Not to be Oscar nominated would be unfair, as the soundtrack is one of the highlights in Joker. And she's still gorgeous and the best dressed of the party.
"The presenter" ???
You mean Jennifer Lopez!! she has a name lol
Rachel Portman won in 1997, Anne Dudley in 1998!!
Let's not forget that there's Thomas Newman to contend with. He has received 14 nominations and never won. And his film is 1917.
However, as Glenn Close will tell you, the new voters don't care about Oscarless long runs.
Probably they don't even know that he never won and has 14 nominations..
So, who can tell?
Mica Levi's scores are all worth owning.
Mica Levi should have been nominated for Under the Skin, and should have won for Jackie. That's that.
Speaking of Mica Levi, where oh where is the recognition for her MONOS score? She should be the woman who wins this year!
@Marcos: Are the composers’ names even on the voting ballot, or does the ballot just list the nominated films?

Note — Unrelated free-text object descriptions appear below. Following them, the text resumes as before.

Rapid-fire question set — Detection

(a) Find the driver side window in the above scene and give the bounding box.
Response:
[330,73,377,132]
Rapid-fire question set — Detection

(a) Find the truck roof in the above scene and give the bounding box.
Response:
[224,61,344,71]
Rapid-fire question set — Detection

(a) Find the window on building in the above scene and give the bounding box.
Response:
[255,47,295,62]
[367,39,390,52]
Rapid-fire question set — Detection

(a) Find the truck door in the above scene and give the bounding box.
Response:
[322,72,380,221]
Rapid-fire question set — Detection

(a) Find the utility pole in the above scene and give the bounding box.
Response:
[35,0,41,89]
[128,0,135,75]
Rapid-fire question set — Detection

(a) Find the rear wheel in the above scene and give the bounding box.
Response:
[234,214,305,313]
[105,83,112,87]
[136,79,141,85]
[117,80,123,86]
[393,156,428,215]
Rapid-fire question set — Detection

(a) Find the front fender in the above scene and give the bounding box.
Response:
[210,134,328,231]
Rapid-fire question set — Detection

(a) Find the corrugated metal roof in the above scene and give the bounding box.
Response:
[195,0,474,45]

It’s possible that most of the Academy (new and old members) won’t remember Thomas Newman’s history when they decide whether or not to choose 1917.
DAVID - acknowledgements to J-Lo for being the presenter (in a season where I look forward to her getting the deserved Oscar nom) and no disrespect intended towards her.
But because of the technical glitches in my home system, I literally did not see who presented the award. In the process of writing the article, my mind did not guide me towards looking up who was the actual presenter. (Thanks for being the acknowledger.)
Geri - the years mentioned are referring to the release years for the films, not the years they received the Oscar.
I thought the score in Joker was memorable, but for the wrong reasons... I mean that I noticed the music, because I thought it didn't fit certain scenes, or the mood wasn't right, which I guess might be purposeful, but I found it more distracting than interesting.
The score is good and unique. But Joker is such a poorly directed movie that the craft prowess often suffers.
She also did MARY MAGDALENE with Johann Johannson and that's a wonderful piece of music that's better than the film.